Photographer Peter Sekaer finds a home at the High
Sekaer, represented in this exhibition by 75 vintage prints, traveled the country and produced a significant body of Depression-era photographs while working as a photographer for U.S. government agencies such as the Housing Authority and the Rural Electrification Administration. The images reflect his considerable compositional skills, the intense compassion he felt for his subjects, and his own quirky perspective.
Sekaer came to the U.S. from Denmark at age 17. He arrived after the First World War and owned a successful poster and silkscreen business — an interest that resurfaces in his later photographs, which often include screened and painted graphics on the sides of buildings. Sekaer's attraction to the graphic art that littered early 20th-century urban landscape gives his small prints a visual verve comparable to that of paintings by his contemporary Stuart Davis, who used advertisements in ways that anticipated pop art.
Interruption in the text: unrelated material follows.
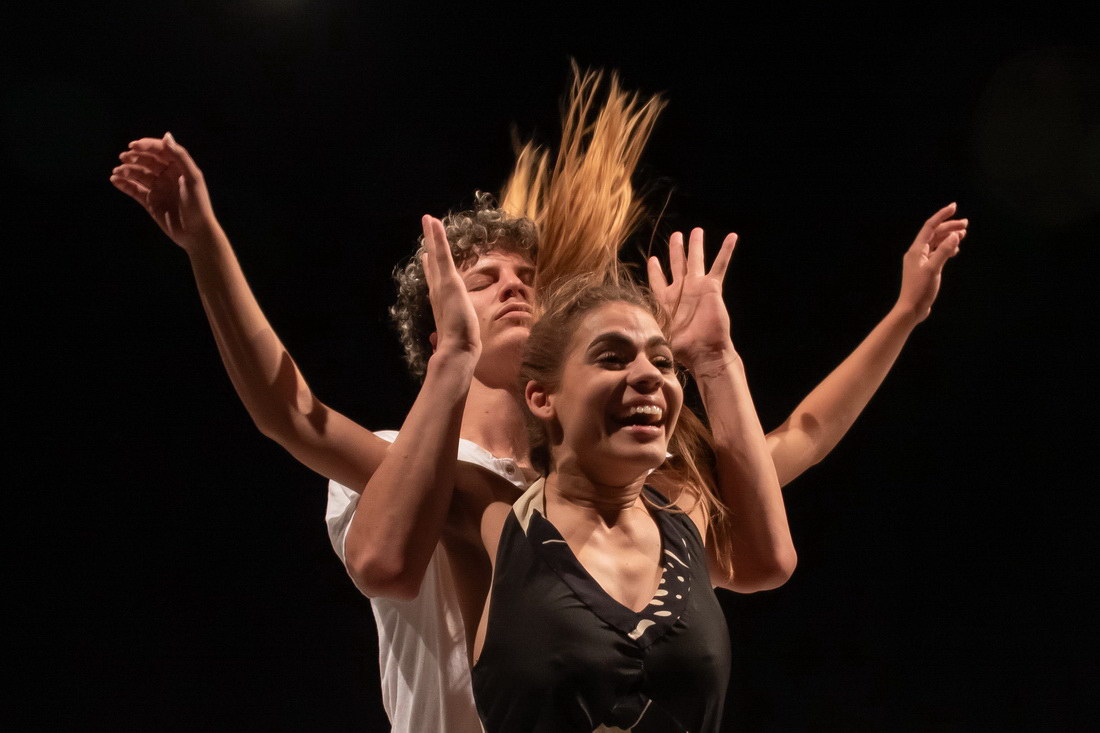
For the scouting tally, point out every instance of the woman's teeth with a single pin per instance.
(652, 412)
Sekaer's "Restaurant Window, South Carolina," like all of the works in the exhibition, is a black-and-white print no larger than a foot in any direction. The seemingly simple image plays with the juxtaposition of two- and three-dimensional elements: A cartoonish drawing of a steaming cup and saucer decorates a torn and tattered curtain, as does a floral-printed fish-shaped patch. A reflection of the city's architecture can be seen in the glass, adding yet another layer of visual texture.
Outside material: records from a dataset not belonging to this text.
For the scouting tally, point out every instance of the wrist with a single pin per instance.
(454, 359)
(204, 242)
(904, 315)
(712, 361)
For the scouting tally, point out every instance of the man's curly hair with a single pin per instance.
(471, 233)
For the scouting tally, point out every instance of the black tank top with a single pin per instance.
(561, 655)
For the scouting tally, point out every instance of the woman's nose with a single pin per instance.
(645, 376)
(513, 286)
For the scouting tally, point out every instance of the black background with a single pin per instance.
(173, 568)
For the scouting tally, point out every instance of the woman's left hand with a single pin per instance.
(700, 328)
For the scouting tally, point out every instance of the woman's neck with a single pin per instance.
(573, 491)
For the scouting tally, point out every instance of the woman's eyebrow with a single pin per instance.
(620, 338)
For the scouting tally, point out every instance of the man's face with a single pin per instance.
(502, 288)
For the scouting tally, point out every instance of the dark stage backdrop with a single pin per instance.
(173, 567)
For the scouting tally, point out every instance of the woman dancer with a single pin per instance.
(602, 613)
"Bowling Green, Virginia," also a photo of a window, shows an ornate frame and a graphic advertising 5-cent ice cream cones. By focusing on the graphic, Sekaer transforms an everyday encounter into a subject worthy of artistic treatment — something Andy Warhol would later become famous for with his paintings of soup cans.
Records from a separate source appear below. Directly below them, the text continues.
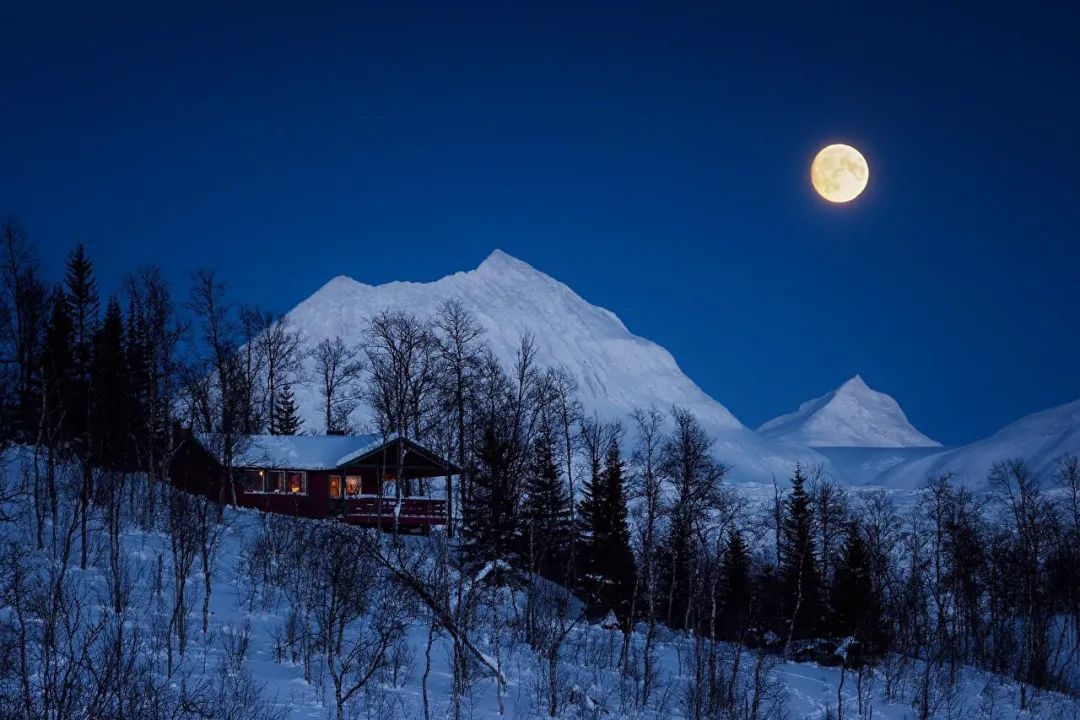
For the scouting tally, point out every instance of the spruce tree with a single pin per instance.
(547, 526)
(734, 588)
(608, 559)
(800, 581)
(57, 367)
(855, 605)
(490, 508)
(110, 402)
(285, 418)
(82, 300)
"Family Shelling Pecans, Austin, Texas" represents its subjects with quiet respect. Despite their obvious poverty, the three generations of the family do not demand our sympathy. They are focused on the task at hand, which they approach matter-of-factly. Sekaer recorded the ages of the family's members and the amount of work they had to do to earn 30-36 cents a day cracking pecans. His notes reveal the artist's awareness of his subjects' situation, and, in a way, his photograph accords them the dignity denied them by their circumstances.
Although the world Sekaer recorded is long gone, his photographs remain relevant to contemporary life. His interest in the images and texts found on urban walls resonates amid the current local excitement over graffiti and other forms of street and public art, while his portraits of the homeless and impoverished are especially haunting in the context of our own recessionary economy. The High Museum has done well to rescue this artist from obscurity.